Marcelo DASCAL, Article « Controverses et polémiques»  in Michel BLAY et Robert HALLEUX, La Science classique XVIe XVIIe siècle – Dictionnaire critique, Flammarion, 1998, pp. 26-29

(1) au sens kuhnien du terme : Kuhn, T. S., scientifique contemporain, auteur d'un ouvrage intitulé La structure des révolutions scientifiques (1972)
(2) son caractère dialogique : un système scientifique se construit dans un dialogue constant, dans une confrontation permanente, avec d'autres systèmes.
(3) L'éthos : le statut, la dimension.
(4) les préformistes contre les défenseurs de l'épigenèse : allusion à des débats qui ont divisé les scientifiques à l'époque classique. Les préformistes pensaient qu'un organisme était complètement constitué dès sa conception. Selon les défenseurs de l'épigenèse, un embryon se développe au contraire par différenciation successive de parties nouvelles.

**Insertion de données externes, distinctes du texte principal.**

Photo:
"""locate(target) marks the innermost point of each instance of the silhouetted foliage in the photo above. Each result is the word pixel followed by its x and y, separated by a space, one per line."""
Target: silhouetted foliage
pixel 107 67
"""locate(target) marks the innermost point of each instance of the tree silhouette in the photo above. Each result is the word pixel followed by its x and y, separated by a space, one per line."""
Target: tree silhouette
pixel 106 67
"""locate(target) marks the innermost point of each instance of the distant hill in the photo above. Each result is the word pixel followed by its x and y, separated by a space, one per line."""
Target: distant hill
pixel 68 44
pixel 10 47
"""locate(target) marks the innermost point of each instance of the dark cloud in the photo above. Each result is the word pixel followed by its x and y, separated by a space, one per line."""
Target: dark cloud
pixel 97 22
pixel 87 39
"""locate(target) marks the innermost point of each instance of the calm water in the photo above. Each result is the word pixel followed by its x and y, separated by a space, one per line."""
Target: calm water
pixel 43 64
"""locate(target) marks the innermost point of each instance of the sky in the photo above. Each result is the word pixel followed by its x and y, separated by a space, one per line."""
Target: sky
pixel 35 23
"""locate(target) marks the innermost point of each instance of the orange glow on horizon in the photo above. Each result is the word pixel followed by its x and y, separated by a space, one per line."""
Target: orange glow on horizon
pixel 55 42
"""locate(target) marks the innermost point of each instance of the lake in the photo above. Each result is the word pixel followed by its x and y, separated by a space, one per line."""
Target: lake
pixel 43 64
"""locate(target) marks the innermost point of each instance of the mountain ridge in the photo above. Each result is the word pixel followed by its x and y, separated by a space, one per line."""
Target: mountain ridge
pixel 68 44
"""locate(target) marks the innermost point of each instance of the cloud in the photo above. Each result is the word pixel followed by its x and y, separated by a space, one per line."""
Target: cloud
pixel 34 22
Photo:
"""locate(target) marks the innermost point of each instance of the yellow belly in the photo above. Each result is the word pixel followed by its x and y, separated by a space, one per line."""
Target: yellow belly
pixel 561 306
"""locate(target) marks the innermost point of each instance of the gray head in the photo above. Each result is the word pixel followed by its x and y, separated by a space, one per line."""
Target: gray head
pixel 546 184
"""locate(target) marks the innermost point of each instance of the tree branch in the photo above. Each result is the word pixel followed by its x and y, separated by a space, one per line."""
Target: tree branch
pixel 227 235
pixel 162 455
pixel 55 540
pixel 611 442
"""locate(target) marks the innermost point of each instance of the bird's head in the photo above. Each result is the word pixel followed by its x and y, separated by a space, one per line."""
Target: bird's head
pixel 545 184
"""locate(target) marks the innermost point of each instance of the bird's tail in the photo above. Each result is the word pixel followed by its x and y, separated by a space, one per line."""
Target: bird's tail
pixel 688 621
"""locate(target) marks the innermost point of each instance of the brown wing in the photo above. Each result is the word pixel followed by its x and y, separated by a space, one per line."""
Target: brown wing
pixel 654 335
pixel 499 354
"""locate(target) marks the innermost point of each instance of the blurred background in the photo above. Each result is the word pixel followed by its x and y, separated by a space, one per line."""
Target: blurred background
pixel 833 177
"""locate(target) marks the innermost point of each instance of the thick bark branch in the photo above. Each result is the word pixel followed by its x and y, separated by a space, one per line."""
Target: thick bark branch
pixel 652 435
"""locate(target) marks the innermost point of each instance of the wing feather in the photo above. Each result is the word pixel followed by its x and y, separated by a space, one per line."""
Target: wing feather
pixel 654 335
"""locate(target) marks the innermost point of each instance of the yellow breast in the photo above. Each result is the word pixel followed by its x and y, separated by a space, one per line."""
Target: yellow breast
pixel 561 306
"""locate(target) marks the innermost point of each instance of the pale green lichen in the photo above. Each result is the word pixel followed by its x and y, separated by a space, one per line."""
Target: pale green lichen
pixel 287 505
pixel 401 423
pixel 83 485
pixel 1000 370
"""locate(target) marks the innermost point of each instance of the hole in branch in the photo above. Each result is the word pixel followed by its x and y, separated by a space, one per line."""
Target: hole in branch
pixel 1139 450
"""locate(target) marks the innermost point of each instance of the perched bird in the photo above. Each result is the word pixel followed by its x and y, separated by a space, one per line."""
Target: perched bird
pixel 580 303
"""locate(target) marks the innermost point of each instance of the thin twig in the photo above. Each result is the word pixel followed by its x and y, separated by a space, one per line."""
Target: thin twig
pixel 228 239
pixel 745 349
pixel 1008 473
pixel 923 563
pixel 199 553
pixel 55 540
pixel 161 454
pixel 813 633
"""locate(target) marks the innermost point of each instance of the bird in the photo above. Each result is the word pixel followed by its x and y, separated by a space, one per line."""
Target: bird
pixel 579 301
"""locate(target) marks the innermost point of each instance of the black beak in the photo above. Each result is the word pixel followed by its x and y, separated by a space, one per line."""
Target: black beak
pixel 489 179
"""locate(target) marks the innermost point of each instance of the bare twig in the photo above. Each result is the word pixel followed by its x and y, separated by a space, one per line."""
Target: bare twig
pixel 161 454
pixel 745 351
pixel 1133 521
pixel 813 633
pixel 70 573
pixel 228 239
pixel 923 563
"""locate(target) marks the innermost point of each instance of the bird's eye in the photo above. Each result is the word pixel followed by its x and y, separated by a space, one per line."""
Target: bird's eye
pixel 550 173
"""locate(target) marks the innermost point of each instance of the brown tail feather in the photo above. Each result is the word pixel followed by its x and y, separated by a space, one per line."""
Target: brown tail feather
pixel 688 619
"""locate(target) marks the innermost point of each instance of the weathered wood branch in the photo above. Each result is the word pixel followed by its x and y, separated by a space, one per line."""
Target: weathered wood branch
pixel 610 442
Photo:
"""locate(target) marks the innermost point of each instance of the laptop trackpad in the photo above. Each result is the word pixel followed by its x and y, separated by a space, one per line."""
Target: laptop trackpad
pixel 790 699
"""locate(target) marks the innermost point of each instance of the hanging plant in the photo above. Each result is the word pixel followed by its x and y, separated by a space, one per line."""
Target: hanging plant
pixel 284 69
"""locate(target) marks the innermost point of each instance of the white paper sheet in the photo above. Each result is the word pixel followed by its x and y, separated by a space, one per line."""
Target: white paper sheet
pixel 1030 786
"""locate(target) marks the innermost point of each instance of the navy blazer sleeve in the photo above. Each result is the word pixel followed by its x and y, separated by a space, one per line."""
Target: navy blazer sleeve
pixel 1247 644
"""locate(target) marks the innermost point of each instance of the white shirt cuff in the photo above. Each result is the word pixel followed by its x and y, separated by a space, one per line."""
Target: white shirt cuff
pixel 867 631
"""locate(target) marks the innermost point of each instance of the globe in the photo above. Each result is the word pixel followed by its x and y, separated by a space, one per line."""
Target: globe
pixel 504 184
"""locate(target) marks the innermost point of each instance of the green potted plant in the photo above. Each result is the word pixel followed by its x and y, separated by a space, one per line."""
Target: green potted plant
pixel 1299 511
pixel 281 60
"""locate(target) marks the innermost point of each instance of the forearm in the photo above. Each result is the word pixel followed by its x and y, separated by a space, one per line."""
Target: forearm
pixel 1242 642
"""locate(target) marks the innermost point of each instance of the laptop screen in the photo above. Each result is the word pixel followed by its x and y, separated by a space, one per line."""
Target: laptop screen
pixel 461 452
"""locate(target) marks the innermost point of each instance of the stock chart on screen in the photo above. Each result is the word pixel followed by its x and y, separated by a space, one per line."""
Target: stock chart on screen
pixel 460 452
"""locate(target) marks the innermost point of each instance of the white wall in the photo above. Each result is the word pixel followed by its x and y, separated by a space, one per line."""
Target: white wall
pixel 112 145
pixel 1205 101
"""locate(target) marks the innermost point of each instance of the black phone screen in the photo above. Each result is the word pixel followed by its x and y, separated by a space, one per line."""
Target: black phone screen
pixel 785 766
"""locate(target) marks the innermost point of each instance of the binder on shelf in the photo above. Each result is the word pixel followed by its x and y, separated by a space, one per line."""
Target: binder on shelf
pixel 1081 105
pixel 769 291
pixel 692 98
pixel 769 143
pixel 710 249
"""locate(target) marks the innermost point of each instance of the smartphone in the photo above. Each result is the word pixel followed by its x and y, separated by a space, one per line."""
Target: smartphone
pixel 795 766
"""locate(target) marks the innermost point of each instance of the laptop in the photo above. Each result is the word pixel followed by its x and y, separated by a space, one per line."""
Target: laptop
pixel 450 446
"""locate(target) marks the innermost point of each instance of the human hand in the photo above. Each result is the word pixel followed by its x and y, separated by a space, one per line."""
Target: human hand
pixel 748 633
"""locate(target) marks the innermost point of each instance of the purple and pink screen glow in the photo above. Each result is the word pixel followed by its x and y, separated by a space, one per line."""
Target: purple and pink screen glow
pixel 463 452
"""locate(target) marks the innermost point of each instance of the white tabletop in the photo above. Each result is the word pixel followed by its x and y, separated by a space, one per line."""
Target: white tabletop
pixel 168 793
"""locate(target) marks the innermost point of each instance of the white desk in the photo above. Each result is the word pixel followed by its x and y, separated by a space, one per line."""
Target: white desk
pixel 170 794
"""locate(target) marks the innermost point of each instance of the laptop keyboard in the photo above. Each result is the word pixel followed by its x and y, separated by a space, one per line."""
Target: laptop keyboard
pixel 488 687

(5) l'éther, le phlogistique, la force végétative : substances invisibles de diverses natures. La science classique pensait que l'éther est un fluide imprégnant les corps, et dont les vibrations seraient responsables des phénomènes optiques. Le phlogistique était la partie des corps qui est susceptible de s'enflammer.
(6) le contexte (ou plutôt « co-texte ») dialogique [...] la portée des théories : une théorie ne devient pleinement intelligible qu'à partir du moment où on la réfère explicitement aux autres théories avec lesquelles elle entre en conflit.